第6話「侵入」
紅色の月が黒い夜空にぽっかりと浮かび上がっていた。砂漠から町へと吹き抜ける風が肌に冷たい。星はほとんど見えない。過去の戦争などでこの星の大気は汚れてしまったからだ。ぽつり、ぽつり、と昔は一番輝いていた星が、今うっすらと見える程度。
リンレイベルの中央にそびえ立つ神の住まう塔。その足元には砂漠の町には不似合いなほど緑の茂る公園がある。どの町でも塔の麓は大概そのように整備されている空間となっている。いわば権力の象徴。神の存在の大きさというものを物語っていた。
その茂みの一部があやしげにうごめいた。
がさごそがさごそ……
姿を現わしたのはエミネだ。服装は露出をなくすようにタイツのようなものを履いた以外、昼間と変わりはない。指先が出るタイプの小型のグローブをはめた手には、小型の自動拳銃が握られている。ただ最新式のものに比べれば骨董品とも言えるような古い型だ。使いこまれているようで、ところどころ傷が目立つ。
「さ、て……」
一しきり辺りを見回すと、エミネは暗視ゴーグルつきのヘッドセットをつけた。戦後の発電不足のため、公園といえども点灯している街灯はほとんどない。それゆえ視界はほぼ闇で閉ざされている。
ふと視界の隅にうごめく物体を見つけた。
――アイゼントルーパー……?
視界に入った物体――それは人型をした黒い影だった。この影は、大戦中に開発された人型兵器・アイゼントルーパー。別名・疲れを知らぬ兵士。その名の通り、機械の兵士だ。
下手に動けばこちらが発見されてしまうだろう。
――さて……どうしようかしら……
さすがのエミネでもここまで警備が厳重とは思わなかった。アイゼントルーパーが一体いるだけで、調査の困難さというものは格段に上がる。それにまさか一体だけとは限らないだろう。
どうにかして塔までたどり着かなければいけない。
と――――
バァン!
――破裂音?……いや、銃声?
音に反応したのか、アイゼントルーパーのゴーグル内の目が点滅をする。そしてすぐに音のした方向へと消えて行った。
「ら、ラッキー」
つぶやくと事前に調べてあった塔の裏口へとエミネは向かった。
裏口はその名の通り、正面と比べれば小ぢんまりとしたもので、草むらに隠れるようにして存在していた。ちなみに正面の門はもっと豪華なもので、その権威を顕している。
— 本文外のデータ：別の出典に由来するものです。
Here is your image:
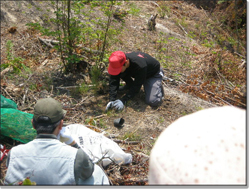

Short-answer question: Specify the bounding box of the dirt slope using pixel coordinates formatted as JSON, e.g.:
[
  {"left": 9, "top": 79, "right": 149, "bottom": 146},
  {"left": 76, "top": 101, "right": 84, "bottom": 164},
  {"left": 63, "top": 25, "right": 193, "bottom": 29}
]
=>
[{"left": 1, "top": 1, "right": 246, "bottom": 185}]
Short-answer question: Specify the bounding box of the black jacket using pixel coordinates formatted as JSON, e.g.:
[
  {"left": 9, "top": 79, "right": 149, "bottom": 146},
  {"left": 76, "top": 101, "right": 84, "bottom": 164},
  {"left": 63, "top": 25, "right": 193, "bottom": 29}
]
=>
[{"left": 109, "top": 52, "right": 160, "bottom": 103}]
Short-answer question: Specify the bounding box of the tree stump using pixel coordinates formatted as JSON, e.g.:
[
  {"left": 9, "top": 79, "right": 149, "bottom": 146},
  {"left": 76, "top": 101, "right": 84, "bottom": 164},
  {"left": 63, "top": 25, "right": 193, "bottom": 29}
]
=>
[{"left": 148, "top": 14, "right": 158, "bottom": 31}]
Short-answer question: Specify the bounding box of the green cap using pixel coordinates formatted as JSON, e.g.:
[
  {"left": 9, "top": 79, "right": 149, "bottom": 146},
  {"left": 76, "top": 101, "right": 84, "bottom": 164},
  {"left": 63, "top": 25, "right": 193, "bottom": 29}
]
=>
[{"left": 34, "top": 98, "right": 67, "bottom": 123}]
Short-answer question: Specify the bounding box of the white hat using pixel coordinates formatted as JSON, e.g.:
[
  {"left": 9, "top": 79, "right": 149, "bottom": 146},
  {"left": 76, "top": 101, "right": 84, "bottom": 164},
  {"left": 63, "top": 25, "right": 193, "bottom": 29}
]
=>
[{"left": 149, "top": 106, "right": 246, "bottom": 185}]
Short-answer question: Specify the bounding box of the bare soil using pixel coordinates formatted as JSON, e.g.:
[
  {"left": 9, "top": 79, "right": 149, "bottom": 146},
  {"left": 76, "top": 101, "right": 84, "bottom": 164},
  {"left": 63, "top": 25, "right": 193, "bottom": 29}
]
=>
[{"left": 1, "top": 1, "right": 246, "bottom": 185}]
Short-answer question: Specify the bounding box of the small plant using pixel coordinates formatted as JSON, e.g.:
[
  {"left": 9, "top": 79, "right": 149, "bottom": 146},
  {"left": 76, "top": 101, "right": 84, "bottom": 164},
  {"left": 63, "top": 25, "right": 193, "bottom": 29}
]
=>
[
  {"left": 129, "top": 3, "right": 141, "bottom": 16},
  {"left": 1, "top": 40, "right": 31, "bottom": 74}
]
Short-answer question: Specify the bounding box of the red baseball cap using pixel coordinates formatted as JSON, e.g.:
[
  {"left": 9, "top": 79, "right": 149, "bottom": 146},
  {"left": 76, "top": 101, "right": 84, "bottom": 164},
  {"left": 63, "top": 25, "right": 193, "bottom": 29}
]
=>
[{"left": 108, "top": 51, "right": 126, "bottom": 75}]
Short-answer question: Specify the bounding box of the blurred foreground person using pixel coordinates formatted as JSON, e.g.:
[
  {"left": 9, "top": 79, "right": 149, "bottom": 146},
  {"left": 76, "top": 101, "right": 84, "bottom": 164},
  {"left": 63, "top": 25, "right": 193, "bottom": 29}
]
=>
[
  {"left": 5, "top": 98, "right": 109, "bottom": 185},
  {"left": 149, "top": 106, "right": 246, "bottom": 185}
]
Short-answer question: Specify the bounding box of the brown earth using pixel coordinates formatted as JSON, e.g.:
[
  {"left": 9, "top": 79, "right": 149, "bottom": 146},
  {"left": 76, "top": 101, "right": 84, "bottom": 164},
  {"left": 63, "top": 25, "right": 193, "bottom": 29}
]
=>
[{"left": 1, "top": 1, "right": 246, "bottom": 185}]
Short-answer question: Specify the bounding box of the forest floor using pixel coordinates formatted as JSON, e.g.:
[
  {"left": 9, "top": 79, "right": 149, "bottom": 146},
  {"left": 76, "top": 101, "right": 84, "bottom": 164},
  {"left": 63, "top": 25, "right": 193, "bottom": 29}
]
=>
[{"left": 1, "top": 1, "right": 246, "bottom": 185}]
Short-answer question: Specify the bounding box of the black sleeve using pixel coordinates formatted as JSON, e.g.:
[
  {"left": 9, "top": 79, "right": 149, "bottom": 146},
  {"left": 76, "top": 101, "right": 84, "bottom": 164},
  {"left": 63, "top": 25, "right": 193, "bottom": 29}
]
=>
[
  {"left": 109, "top": 75, "right": 120, "bottom": 101},
  {"left": 121, "top": 67, "right": 147, "bottom": 104},
  {"left": 74, "top": 149, "right": 94, "bottom": 183}
]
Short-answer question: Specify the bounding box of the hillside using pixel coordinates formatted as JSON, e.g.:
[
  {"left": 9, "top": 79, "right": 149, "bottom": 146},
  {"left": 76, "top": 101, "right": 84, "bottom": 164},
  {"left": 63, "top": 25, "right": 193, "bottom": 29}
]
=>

草むらをかきわけると、塔の壁面に行き当たる。そこには人一人が通れるだけのドアが作られていた。脇にはテンキーが設置されている。赤い小さなライトが点灯していた。
「腕の見せ所ですかね〜」
わきわきと手を動かすと、すさまじいスピードでテンキーにコードを打ち込む。最後にエンターキーを押し込むと、一瞬の間の後、ライトが緑に変わる。
「これで、よし、と」
ドアのすぐ前まで進むと、ドアは自動で開いた。